The architecture of the ACE2 model is very similar to the crystal structure of tACE (Fig. 2A ). The superposition of the ACE2 model structure with the template structures of tACE and AnCE (Fig. 2B) shows very small deviation (rmsd less than 0.5 Å). A major feature of the ACE2 structure (and the template structures) is a deep channel on the top of the molecule that contains the catalytic site (Fig. 3A ). A comprehensive analysis of the structure and function of the catalytic site was very recently reported after our model was completed [19]; here we will not discuss the enzymatic function of ACE2 but rather use the enzymatic site location for reference purposes. The channel is surrounded by ridges containing loops, helices, and a portion of a β-sheet.

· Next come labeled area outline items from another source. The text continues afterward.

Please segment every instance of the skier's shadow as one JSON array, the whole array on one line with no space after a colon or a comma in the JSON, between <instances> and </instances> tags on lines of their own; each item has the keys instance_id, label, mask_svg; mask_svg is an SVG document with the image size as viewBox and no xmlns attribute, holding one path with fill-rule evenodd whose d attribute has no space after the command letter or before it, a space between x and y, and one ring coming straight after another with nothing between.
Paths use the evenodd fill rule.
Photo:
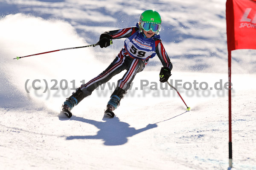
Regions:
<instances>
[{"instance_id":1,"label":"skier's shadow","mask_svg":"<svg viewBox=\"0 0 256 170\"><path fill-rule=\"evenodd\" d=\"M108 118L103 122L87 119L75 115L72 116L70 119L93 125L99 130L95 135L70 136L67 137L67 140L102 139L104 141L105 145L109 146L125 144L128 141L127 138L157 127L156 124L148 124L145 127L136 130L134 127L130 127L128 123L120 121L116 116L112 118Z\"/></svg>"}]
</instances>

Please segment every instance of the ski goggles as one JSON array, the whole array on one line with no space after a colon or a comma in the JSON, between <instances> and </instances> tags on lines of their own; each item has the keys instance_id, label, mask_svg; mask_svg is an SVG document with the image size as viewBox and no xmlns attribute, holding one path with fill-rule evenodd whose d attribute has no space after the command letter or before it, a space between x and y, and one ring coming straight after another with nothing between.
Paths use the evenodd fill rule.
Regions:
<instances>
[{"instance_id":1,"label":"ski goggles","mask_svg":"<svg viewBox=\"0 0 256 170\"><path fill-rule=\"evenodd\" d=\"M140 24L141 27L145 31L152 30L154 32L157 32L161 28L161 25L155 23L144 23L143 21Z\"/></svg>"}]
</instances>

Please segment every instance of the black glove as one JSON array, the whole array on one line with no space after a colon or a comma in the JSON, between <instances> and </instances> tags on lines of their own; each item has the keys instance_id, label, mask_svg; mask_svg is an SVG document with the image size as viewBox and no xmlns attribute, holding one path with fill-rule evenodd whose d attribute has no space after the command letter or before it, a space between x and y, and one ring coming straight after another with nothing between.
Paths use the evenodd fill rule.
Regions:
<instances>
[{"instance_id":1,"label":"black glove","mask_svg":"<svg viewBox=\"0 0 256 170\"><path fill-rule=\"evenodd\" d=\"M171 74L170 69L166 67L162 67L160 71L160 74L159 74L160 81L162 83L167 81L171 75L172 75Z\"/></svg>"},{"instance_id":2,"label":"black glove","mask_svg":"<svg viewBox=\"0 0 256 170\"><path fill-rule=\"evenodd\" d=\"M110 35L108 34L104 33L100 35L99 44L101 48L107 47L110 46Z\"/></svg>"}]
</instances>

The long loop between N210 and Q221 that is missing in tACE and AnCE (Fig. 1) is on the ACE2 surface (Fig. 2B); note that the orientation of ACE2 in Fig. 2B is different than in Fig. 2A in order to show this loop. Potential N-glycosylation sites were identified at six positions: 53, 90, 103, 322, 432, and 546, but only two of them (53 and 90) were aligned with the tACE structure (Fig. 1). They shared the pattern NXTX (except 103) and were modeled with a N-acetylglucosamine moiety (Fig. 3B). The direction of the main chain is illustrated in Fig. 3C.

Fig. 2.

Fig. 2

The model of the ACE2 structure. (A) A ribbon representation of the ACE2 model. The N- and C-termini are indicated. (B) Superposition of the ACE2 model structure with the crystal structures of tACE and AnCE based on the Cα-atoms of ACE2, tACE, and AnCE (ACE2, dark gray; tACE, light gray; and AnCE, black). The long loop inserted between N210 and Q221 that is unique for ACE2 is indicated.

Fig. 3.

Fig. 3

Analysis of the ACE2 model structure. (A) Representation of negative and positive molecular surface potentials in red and blue, respectively. The channel at the top of the molecule containing the catalytic site and the surrounding ridges containing negatively charged residues is indicated. (B) Distribution of glycosylation sites (green) on the ACE2 surface. (C) The backbone warm representing the orientation of the main chain. (D) Distribution of hydrophobic patches on the ACE2 surface.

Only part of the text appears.